Multi-dimensional scaling decomposition of the distance matrix results in a set of orthogonal coordinate sets, which help to reduce or explain the original dimensionality of the matrix in a smaller sub-space. The number of non-zero eigenvalues of the matrix will be at most N−1, whereas the minimum number will be a function of the relative distances and clustering of the entries. MDS is particularly useful in this case since brains which are most similar will lay close to each other in the derived spatial configuration, whereas brains which are most dissimilar will be positioned far apart. This has a natural and intuitive quality, which users can immediately appreciate and understand in the context of the INVIZIAN interface.
In the example presented here, we employ MDS to generate a feature descriptive view of MRI datasets in an interactive 3D environment. We stress that we could have chosen any other approach to creating a coordinate system (PCA, ICA, etc.) and point out that INVIZIAN is, in fact, coordinate system agnostic in so far as being able to contain any spatial configuration of brain surfaces within its 3D environment. Of note, we have experimented with planar, helical, spherical, and toroidal arrangements of brain surfaces as well as examined support vector machines (SVM; see Filipovych and Davatzikos, 2011 for recent applications in brain image classification) wherein each has its own unique ability for depicting univariate or multivariate cortical similarity. Indeed, users may easily switch between these configurations in the INVIZIAN program interface as well as import their own spatial coordinate systems.
Example Large-Scale Data Exploration with Invizian
After the MDS (or other suitable coordinate generation process), the cortical surfaces for each subject are positioned at their respective locations in the interactive 3D INVIZIAN space (Figure 2, top). Using their computer’s mouse, the user may click and drag, therefore rotating the entire “cloud” of brain surfaces; zoom in on a particular brain surface or cluster of them (Figure 2, middle); click and select individual or multiple brain surfaces and rotate them independently of their neighbors. Employing a multi-resolution strategy, when an individual brain is selected, INVIZIAN seamlessly replaces the lower-resolution surface mesh with a high-resolution version (Figure 2, bottom). This automated swapping ensures that the navigable display of surface geometry is presented at interactive frame rates, while providing a high level of anatomical detail on demand. Currently we employ meshes with approximately 25,000 triangles for the low-resolution representations and 250,000 triangles for high-resolution models.
Figure 2. Informatics visualization for neuroimaging navigable graphical environment. INVIZIAN supports the loading of hundreds of MRI surfaces into its interactive graphical environment (top). The user is able to pan, rotate, and zoom in on the data collection (middle). For each surface, as the user zooms closer, higher resolution versions of the surface are seamlessly swapped in (bottom) to allow the viewing of finer detail while maintain smooth interactivity.

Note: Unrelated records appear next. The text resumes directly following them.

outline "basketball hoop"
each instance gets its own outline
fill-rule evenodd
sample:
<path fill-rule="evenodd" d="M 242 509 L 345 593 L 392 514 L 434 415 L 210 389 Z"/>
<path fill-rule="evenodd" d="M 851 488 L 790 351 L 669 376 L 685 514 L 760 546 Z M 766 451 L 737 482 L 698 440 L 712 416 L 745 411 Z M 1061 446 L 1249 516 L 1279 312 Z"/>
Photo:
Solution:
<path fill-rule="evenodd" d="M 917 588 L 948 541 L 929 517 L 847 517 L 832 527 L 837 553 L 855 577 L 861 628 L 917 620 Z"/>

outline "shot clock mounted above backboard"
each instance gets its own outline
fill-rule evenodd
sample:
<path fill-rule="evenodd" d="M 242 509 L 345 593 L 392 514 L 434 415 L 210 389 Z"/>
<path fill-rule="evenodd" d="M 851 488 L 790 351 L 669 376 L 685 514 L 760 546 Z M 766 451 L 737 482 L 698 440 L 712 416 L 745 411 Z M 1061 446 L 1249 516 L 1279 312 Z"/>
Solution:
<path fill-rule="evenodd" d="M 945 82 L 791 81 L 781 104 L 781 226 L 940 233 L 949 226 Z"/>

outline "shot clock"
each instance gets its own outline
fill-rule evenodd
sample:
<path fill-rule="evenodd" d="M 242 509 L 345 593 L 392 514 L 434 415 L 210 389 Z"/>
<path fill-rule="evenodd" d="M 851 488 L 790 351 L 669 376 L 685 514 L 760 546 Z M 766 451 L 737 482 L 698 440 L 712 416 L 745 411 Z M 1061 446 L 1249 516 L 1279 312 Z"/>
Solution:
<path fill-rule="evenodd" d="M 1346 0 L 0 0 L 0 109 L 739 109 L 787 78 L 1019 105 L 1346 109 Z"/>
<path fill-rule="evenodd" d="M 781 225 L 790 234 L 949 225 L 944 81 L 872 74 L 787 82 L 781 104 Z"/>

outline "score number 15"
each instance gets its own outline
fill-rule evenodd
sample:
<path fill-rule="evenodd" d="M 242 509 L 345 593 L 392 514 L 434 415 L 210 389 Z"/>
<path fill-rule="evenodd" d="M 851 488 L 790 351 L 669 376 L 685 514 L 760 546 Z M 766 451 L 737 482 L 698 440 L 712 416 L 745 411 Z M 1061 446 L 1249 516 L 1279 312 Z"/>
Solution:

The goal of INVIZIAN is to provide the user with a means for discovering relationships between neuroanatomical feature and meta-data attribute values. A major component of INVIZIAN for user interaction is the process by which users may perform query-based cluster identification. Users can create groups in multiple ways for subsequent summary and comparison against other groups (Figure 3).
Figure 3. Schematic of the heterogeneous cluster discovery process. Discovering similarity relationships across heterogeneous data sets is similar to identifying clusters that occupy the shaded region of the Venn diagram. For instance, in this schematic example, only group C is clustered in both feature and attribute space.
As one method of group identification, the user provides a text-based meta-data attribute search via a query textbox. The immediate result is a set of brains highlighted with white “bubbles” around them illustrating the distribution of brains satisfying the query. INVIZIAN also supports refinement of the query for identifying data clusters that span both feature and attribute value types. The user may then assign a name and description to this group of brains and can select an arbitrary color to visually annotate the grouping. For instance, performing an initial query for subjects with a body weight heavier than 80 kg (Figure 4 Top) shows no obvious clusters suggesting that there is an association between brain morphometry and body weight. In contrast, by searching for “study identifier = CNP” (that is data obtained from the CNP based at UCLA), we note a distinct clustering within the upper-left-most grouping of data. Coloring by study reveals a partition of data in INVIZIAN according to which particularly study in the IDA database the data came from (Figure 4 Bottom). In this manner, users can explore the relationships between brain data sets, grouping them based on naturally occurring separations in the spatial coordinate system, meta-data values, or both. Other methods of group creation involve the multiple-selection of brain surfaces by simply clicking on them or clicking somewhere in the INVIZIAN environment and dragging a selection box around a cluster of brain surfaces. Indeed, all of these methods can be used interchangeably to create and modify groups of subjects that the user finds interesting.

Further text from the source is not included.